The first half of the concert concluded with two pieces from Johannes Brahms: the 1893 Romanze in F Major, Op. 118/5, gently exhibiting a sense of nostalgic fatigue and world-weariness, touched by a resigned humor of acceptance. The second of the Brahms pieces, however, the Scherzo in E-flat Minor, Op. 4, reverted to the composer’s tempestuous 1851 Scherzo in E-flat Minor, an independent piano work with debts to Chopin, Beethoven, and Schumann, especially the last, given that Brahms gives the music two trios, the second of which nods to Marschner, as had Schumann’s Op. 13, only this time to a tune from the opera Hans Heiling. The three-note, upbeat motto and fierce syncopations of the theme pervade the piece, with hammered impulses from Beethoven and the appearance of the composer’s idiosyncratic sense of melody, ben cantando ed espressivo. Chochieva imparted passion and flair to this early opus from the young Brahms, eager to impress his stamp on the Great German Tradition.

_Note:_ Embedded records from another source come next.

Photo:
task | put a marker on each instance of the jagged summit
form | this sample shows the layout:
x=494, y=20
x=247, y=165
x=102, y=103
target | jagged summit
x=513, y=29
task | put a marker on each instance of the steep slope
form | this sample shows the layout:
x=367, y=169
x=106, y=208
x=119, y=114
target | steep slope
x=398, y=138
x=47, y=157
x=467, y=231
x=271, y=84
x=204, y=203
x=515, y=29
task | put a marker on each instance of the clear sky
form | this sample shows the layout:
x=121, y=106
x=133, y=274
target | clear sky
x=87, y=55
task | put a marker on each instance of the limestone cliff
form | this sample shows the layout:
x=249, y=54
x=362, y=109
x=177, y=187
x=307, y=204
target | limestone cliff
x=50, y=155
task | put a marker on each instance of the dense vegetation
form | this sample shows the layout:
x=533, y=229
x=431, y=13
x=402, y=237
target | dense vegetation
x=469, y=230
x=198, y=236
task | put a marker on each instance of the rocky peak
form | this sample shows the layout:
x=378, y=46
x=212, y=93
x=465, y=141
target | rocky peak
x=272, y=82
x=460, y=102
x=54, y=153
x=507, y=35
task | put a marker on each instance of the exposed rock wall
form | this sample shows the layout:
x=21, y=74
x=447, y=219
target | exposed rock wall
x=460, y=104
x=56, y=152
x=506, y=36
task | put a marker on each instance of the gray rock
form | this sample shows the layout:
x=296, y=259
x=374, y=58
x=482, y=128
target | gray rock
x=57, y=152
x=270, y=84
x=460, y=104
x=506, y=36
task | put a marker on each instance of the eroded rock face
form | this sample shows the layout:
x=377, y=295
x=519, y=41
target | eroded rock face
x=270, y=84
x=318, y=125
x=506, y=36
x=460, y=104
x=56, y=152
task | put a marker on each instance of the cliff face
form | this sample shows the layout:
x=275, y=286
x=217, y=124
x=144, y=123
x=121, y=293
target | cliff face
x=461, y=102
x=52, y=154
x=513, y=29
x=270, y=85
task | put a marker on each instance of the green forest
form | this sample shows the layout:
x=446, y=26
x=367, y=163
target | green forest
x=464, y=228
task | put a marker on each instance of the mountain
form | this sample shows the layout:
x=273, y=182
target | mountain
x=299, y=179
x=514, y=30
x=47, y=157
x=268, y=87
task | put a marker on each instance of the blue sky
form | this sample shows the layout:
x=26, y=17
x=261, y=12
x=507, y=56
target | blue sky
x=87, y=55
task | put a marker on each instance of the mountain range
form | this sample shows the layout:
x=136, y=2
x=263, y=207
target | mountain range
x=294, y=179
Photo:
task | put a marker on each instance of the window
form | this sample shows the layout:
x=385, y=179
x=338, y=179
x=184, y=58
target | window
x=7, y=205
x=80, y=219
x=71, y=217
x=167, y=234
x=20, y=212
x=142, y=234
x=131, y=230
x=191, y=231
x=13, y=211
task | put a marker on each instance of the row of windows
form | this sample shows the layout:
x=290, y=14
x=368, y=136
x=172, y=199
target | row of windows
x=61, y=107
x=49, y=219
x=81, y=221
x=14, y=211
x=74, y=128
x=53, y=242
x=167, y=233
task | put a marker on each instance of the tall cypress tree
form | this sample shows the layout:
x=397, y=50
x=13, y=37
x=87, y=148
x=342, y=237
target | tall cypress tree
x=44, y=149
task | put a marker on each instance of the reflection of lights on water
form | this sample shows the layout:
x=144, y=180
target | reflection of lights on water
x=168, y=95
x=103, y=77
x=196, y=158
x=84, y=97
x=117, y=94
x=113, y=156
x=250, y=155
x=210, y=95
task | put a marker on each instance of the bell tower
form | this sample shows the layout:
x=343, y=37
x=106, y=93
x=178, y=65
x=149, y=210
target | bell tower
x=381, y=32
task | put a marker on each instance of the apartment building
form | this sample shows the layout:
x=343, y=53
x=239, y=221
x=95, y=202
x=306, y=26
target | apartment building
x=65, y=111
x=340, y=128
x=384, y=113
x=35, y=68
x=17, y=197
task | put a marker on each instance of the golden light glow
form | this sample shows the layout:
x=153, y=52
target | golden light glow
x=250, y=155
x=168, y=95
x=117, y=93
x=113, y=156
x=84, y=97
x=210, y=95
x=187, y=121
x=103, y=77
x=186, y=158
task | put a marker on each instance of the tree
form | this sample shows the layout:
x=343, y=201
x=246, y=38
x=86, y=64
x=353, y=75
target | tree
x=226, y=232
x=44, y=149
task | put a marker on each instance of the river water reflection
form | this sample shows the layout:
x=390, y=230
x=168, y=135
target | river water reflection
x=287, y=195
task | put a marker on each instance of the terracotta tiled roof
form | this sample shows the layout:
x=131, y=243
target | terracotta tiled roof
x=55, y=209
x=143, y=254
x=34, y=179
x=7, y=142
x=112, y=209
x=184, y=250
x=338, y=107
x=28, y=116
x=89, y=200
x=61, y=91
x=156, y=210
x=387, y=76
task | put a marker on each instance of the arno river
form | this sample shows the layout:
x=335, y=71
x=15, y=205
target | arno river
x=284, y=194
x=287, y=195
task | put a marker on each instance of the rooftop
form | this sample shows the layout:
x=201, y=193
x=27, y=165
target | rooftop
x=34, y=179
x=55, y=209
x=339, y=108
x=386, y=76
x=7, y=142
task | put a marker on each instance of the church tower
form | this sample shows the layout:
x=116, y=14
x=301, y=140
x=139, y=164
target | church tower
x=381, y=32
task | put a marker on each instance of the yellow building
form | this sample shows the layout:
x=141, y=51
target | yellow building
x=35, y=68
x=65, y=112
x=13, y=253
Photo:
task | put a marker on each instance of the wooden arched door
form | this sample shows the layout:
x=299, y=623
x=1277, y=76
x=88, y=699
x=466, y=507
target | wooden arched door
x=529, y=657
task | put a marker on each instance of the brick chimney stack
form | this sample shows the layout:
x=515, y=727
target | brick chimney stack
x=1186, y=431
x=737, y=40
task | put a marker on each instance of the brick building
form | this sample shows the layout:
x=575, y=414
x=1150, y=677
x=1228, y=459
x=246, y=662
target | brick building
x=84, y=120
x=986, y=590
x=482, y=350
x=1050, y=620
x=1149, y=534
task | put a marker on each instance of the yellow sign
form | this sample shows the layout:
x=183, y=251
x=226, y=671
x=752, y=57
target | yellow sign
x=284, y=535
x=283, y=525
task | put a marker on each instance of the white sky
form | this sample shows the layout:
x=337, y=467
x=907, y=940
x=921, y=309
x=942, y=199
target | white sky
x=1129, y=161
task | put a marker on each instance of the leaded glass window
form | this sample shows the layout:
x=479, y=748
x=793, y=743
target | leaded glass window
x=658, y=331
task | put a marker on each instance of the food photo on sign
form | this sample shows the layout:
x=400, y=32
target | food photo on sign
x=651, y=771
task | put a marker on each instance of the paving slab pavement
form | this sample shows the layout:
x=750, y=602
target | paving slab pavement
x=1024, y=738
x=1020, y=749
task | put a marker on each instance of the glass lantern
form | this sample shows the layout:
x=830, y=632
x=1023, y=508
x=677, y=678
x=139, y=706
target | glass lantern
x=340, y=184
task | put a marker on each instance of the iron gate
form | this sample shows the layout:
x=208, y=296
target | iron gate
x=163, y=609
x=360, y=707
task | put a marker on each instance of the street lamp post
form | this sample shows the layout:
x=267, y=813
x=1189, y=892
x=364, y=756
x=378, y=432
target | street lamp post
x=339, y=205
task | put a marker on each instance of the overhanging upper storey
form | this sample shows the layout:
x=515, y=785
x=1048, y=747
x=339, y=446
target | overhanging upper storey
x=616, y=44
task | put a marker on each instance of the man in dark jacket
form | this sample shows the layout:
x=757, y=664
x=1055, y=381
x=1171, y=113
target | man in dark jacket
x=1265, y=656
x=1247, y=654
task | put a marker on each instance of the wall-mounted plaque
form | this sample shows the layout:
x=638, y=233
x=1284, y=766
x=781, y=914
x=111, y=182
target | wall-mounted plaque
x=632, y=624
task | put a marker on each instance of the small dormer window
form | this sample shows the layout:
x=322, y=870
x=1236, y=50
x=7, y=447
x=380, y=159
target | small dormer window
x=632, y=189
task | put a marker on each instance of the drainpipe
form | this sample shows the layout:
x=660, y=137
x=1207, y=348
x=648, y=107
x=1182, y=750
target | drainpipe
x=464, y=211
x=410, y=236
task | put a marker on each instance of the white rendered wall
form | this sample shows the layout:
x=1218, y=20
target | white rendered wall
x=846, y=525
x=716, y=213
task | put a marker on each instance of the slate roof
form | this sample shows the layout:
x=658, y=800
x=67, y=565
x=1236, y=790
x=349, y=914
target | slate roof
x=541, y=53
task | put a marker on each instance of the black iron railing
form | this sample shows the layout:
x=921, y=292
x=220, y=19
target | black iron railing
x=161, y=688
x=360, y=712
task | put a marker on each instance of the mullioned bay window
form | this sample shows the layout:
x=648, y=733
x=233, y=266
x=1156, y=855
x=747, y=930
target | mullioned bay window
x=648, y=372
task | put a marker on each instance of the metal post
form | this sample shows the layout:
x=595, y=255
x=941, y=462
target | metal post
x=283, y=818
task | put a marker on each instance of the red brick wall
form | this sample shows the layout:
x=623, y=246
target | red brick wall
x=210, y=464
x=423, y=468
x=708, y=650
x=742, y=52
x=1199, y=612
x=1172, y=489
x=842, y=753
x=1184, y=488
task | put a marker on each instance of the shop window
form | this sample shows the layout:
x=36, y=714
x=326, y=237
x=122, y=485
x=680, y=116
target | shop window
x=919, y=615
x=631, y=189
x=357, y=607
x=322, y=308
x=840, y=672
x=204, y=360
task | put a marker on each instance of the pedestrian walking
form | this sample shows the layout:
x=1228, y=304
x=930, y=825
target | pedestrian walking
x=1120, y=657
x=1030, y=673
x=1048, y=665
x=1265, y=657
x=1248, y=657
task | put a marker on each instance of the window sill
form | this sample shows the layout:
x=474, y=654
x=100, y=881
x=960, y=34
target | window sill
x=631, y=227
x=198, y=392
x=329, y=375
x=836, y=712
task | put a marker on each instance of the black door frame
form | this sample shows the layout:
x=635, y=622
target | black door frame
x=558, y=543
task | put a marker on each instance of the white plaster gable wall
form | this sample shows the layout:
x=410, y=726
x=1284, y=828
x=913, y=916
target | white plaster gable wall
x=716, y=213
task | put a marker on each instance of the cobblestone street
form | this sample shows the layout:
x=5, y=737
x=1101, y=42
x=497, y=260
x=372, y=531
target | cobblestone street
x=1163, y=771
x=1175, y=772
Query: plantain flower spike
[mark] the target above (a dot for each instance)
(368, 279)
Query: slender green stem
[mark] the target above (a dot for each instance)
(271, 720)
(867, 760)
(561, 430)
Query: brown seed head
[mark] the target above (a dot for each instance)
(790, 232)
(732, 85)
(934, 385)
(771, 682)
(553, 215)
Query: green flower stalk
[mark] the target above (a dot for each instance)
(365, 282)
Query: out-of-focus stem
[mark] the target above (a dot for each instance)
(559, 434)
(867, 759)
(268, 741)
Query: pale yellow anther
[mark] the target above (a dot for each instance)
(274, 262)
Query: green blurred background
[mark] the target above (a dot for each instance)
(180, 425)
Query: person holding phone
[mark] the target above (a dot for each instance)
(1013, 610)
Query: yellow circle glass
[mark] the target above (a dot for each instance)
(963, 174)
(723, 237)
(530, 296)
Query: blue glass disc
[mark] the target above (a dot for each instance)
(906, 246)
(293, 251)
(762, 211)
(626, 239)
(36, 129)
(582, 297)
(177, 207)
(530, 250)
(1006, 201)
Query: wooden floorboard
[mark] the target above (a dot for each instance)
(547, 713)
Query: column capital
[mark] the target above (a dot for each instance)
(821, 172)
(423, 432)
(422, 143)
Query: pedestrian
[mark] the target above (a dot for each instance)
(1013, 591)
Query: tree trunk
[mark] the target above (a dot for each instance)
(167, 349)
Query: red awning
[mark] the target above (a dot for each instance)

Sergei Rachmaninoff alone provided the impetus for the recital’s second half, although the final piece of the concert proper had inspiration from Mendelssohn, in the form of the wittily vibrant Scherzo from A Midsummer Night’s Dream. Chochieva opted to start with four preludes from each of the two sets, Op. 23 (1901-03) and Op. 32 (1910), giving us in microcosm the emotional range of this most nostalgic of Russian composers, whose pieces singularly demand the prowess he himself possessed, courtesy of his huge, talented hands. The D Major established contemplative ardor and organic polyphony as a port of call, No. 7 Allegro in C minor and the ensuing No. 9 Presto in E-flat minor hark back to Liszt for fertile energy and crossed-hands dexterity, in the manner of energized Liszt’s Un Sospiro. For pure gossamer sonority, few pieces can match the Prelude in G Major from Op. 32, which Chochieva realized in a manner worthy of Benno Moiseiwitsch, Rachmaninoff’s favorite pianist. The remaining pieces, in E, F minor and A minor, exhibited Chochieva’s motor prowess par excellence, though never losing her wondrously elastic power to keep the piano singing.
The major selection, Rachmaninoff’s 1931 Variations on a Theme of Corelli, stands as his last extended piece for solo piano, dedicated tp Fritz Kreisler. The original theme in D minor predates Corelli as a tune, La Folia, a highly adaptable bass framework that permitted Corelli, Glinka, and Liszt each to evolve a musically diverse response. There are 20 variations, not all of which prove emotionally compelling, though from a technical perspective they constitute challenges in voicing, color and articulation that Chochieva threw off effortlessly, impassive in her facial expression but intently focused on digital accuracy and selective, expressive pedal. The sheer stamina Chochieva exhibits without strain or gratuitous sentimentality bespeaks a major talent whose energies seem still only in the early stages of eminence.